Il terrore del giudizio finale

medusa-caravaggioMerisi non si stancò mai di raffigurare nelle sue ultime tele se stesso in atteggiamento di penitente, o decollato come in “Giuditta e Oloferne” e in “David e Golia”, o nella “Medusa”, dipingendo sempre il suo viso, sfigurato dal terrore del giudizio finale. Sì, egli era intimamente convinto che il suo destino eterno fosse irrimediabilmente compromesso per una condanna senza speranza. Quel timore d’una “predestinazione” che lo escludeva dal dono della Grazia e dalla sofferta e spontanea attesa del perdono divino, si tingeva delle ombre d’un calvinismo che nelle terre di Lombardia di allora non era poi così raro.

 

Basta fuggire

Tanto è vero che egli decise di non fuggire più. Sul litorale di Porto Ercole, a cento chilometri a nord di Roma e in direzione opposta alla sua desiderata meta, affrontò, con la spada in pugno, i sicari e lottò fino agli ultimi istanti della sua vita. Spirò nella solitudine come nella solitudine spirituale aveva vissuto la sua intera vita.

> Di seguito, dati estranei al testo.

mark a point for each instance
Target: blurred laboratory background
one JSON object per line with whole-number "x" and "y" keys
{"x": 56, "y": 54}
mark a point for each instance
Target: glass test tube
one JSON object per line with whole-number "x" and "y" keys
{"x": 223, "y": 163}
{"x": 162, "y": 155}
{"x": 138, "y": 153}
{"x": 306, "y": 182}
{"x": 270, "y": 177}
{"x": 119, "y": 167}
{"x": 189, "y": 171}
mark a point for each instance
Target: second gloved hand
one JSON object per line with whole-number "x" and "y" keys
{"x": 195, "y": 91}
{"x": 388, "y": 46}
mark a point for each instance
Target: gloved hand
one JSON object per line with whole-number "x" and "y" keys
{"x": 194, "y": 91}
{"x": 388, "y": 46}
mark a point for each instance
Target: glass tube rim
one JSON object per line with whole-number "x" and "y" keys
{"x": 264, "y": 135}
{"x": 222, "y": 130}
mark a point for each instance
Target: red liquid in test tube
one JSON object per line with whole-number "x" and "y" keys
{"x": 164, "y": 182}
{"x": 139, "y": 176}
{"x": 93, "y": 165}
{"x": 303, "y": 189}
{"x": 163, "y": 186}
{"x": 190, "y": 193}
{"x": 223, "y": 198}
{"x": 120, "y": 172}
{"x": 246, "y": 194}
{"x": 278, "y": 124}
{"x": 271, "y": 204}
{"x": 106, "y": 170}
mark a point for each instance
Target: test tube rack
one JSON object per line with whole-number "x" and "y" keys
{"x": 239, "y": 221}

Ci è caro immaginare che l’infinita bontà di Dio gli abbia comunque concesso il perdono dei suoi peccati per i meriti acquisiti per mezzo delle infinite anime le quali, nella contemplazione delle sue tele, hanno trovato, trovano e troveranno, finché il mondo esisterà, la forza e il coraggio di convertirsi e guadagnare la salvezza eterna.

 

Trovati i resti mortali?

Si apprende ultimamente dalla stampa che studiosi dell’Università di Bologna hanno condotto ricerche genetiche severissime sulle ossa di scheletri di un antico cimitero di Porto Ercole tra le quali avrebbero isolato quelle del presunto Caravaggio.La credibilità d’un tale studio sfiorerebbe l’80% delle probabilità. Tutto ciò non toglie e non aggiunge niente di più alla gloria di un genio che ha lasciato di sé opere insigni che viaggeranno nel tempo della Storia fin dove e fin quando il Signore permetterà che l’Uomo, con le sue ambiguità, rotoli insieme a questa palla di biliardo che è la Terra, spersa nell’immensità dell’Universo misterioso.